Clue 3: The window size flat-lining appeared to indicate a limit being imposed somewhere.
2. Git version
The client Git binary version (based on the User-Agent header provided by the client) was slightly different between a fast and slow client. A quick upgrade and retest showed this wasn't causing the issue.
3. HTTP Protocol
We found that the HTTP Protocol differed. For a fast transfer it was HTTP/1.1, and for a slow transfer it was HTTP/2.
Clue 4: The HTTP Protocol was the first independent variable we'd seen that appeared to influence whether a transfer was fast or slow.
Suspect 4: The HTTP protocol?
We then tested a push from the same client over both the HTTP/1.1 and HTTP/2 protocols:
$ git -c http.version="HTTP/1.1" push ...
Writing objects: 53% (415699/784337), 74.55 MiB | 2.11 MiB/s
$ git -c http.version="HTTP/2" push ...
Writing objects: 2% (18582/784337), 4.44 MiB | 305.00 KiB/s
We quickly looked at the configuration of our Edge Load Balancer, specifically the settings around HTTP/2 connection buffers and maximum frame sizes.
We noticed that these settings were set to default values which were not optimized for a large scale service.

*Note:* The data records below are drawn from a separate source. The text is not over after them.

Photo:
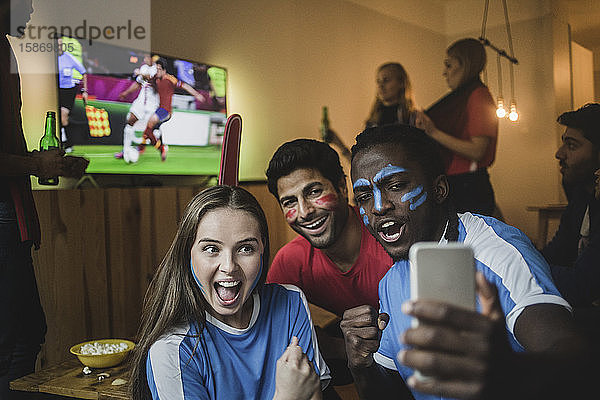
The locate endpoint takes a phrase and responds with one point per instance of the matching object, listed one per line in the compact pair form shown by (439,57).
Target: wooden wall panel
(94,263)
(100,248)
(59,271)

We reconfigured one of our non-production Edge Load Balancers to test whether these settings were impacting transfer speeds.
Default HTTP/2 settings
$ git -c http.version="HTTP/2" push ...
Writing objects: 2% (19956/785209), 4.86 MiB | 321.00 KiB/s
Updated HTTP/2 settings
$ git -c http.version="HTTP/2" push ...
Writing objects: 79% (620316/785209), 109.06 MiB | 7.46 MiB/s
Our investigation identified that the issue was:
- Not caused by the filesystem.
- Not caused by the network connection.
- Caused by unoptimized defaults for HTTP/2 connections at our edge load balancer.
- Max Frame Size: the maximum size of a frame that the client can send.

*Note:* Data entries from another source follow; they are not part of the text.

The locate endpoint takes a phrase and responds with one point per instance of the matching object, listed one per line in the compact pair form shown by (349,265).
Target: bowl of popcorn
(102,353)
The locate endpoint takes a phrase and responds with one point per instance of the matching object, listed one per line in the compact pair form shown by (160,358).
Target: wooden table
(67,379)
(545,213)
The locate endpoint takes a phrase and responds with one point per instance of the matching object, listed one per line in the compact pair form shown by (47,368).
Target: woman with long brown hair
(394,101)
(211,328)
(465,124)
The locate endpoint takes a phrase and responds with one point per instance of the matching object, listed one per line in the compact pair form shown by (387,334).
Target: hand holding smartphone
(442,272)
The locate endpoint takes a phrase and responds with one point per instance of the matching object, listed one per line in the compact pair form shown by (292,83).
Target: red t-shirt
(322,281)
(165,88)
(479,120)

- Preferred Frame Size: the preferred size of a frame that the client can send.
- Stream Buffer Size: the maximum amount of memory allocated to buffering incoming packets for a stream.
These settings all influence flow control, which is how the load balancer manages contention by setting the receive window. By increasing the value of these settings from their defaults we were able to scale above the artificially capped receive window.

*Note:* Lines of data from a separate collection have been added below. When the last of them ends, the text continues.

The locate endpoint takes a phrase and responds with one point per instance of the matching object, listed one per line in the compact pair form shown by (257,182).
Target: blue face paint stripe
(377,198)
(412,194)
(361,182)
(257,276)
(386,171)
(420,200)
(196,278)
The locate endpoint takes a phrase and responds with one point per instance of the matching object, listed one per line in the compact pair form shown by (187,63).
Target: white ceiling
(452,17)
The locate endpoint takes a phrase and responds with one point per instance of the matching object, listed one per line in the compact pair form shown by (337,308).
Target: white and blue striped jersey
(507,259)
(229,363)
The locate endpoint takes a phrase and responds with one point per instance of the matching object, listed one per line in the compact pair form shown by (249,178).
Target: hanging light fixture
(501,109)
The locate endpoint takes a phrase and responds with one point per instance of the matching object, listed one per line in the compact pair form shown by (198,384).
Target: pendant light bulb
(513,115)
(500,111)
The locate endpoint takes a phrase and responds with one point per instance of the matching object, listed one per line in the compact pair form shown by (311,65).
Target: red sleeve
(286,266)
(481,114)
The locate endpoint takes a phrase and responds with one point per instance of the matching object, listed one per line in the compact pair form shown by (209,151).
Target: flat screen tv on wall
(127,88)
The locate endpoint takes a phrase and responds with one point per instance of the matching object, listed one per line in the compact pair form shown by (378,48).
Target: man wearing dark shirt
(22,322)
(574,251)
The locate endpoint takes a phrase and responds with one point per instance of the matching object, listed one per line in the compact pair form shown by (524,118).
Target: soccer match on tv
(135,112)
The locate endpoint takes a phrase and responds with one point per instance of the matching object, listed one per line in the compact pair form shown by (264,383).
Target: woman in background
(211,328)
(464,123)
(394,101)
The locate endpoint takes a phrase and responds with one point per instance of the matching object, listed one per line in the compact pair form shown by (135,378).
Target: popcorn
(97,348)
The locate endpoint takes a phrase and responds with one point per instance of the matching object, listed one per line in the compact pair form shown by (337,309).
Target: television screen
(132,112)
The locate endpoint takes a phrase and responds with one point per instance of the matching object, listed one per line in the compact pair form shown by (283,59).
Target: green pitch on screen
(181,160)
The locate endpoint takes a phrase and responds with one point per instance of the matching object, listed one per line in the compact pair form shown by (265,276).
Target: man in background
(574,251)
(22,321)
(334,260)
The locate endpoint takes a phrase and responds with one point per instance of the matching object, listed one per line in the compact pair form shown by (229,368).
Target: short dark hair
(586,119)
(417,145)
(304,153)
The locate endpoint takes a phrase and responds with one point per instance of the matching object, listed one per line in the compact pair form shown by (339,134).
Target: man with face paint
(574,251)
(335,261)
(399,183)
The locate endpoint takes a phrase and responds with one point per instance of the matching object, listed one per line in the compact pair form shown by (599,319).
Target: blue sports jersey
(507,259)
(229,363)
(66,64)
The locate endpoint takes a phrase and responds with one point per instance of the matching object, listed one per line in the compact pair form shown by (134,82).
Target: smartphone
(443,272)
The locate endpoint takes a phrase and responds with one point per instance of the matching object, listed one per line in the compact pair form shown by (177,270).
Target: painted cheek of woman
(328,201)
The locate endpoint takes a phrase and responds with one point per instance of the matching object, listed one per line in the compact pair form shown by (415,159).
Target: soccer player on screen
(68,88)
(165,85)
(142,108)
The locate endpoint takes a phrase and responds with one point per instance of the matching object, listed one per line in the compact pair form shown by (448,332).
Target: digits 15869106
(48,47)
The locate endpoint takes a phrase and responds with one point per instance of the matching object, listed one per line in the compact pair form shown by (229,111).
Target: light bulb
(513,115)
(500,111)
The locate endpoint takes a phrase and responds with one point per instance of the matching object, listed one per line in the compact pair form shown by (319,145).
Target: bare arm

Most pushes to Bitbucket Cloud are quite small. When changes are committed and pushed to a Git repository only the minimal amount of data is transferred using packfiles. This means pushes are usually a couple hundred kilobytes maximum.
At that scale, slow push speeds usually don't matter. Which is how this issue has gone mostly unnoticed and unfixed for so long.
When do slow push speeds matter? Cases like the import of a large preexisting repository, which is exactly what happens for our data center and server customers that are migrating to Bitbucket Cloud.
Customer network latency to
bitbucket.org would have influenced just how much throttling a slow push experienced.
This is because the artificially capped receive window meant that more packets would be required to transfer data. A higher network latency would result in greater overheads in the acknowledgement of these packets, and hence a slower transfer speed.
What's the result? Users close to our infrastructure on the US east coast would have experienced the least amount of throttling. Users with higher latency connections (for example, in Sydney) would have experienced a greater amount of throttling.
What kind of speed increases can customers expect?
For a pathological case (a high latency but high bandwidth connection), we've been able to test and observe a peak push speed increase of 70x greater than prior to the fix.
Let's look at the real improvement that was seen by customers in the week following the rollout of this fix. The following graph shows the proportional increase (how many times faster) pushes were compared the same time 1 week prior.
This graph shows that the proportional increase changes depending on the time of the day. This is due to the average latency of customers that are pushing at that time of day, which is correlated with the geographical shift of our traffic.
Depending on where customers are in the world, they will have experienced a 2–8x increase in HTTP/2 transfer speeds for large pushes.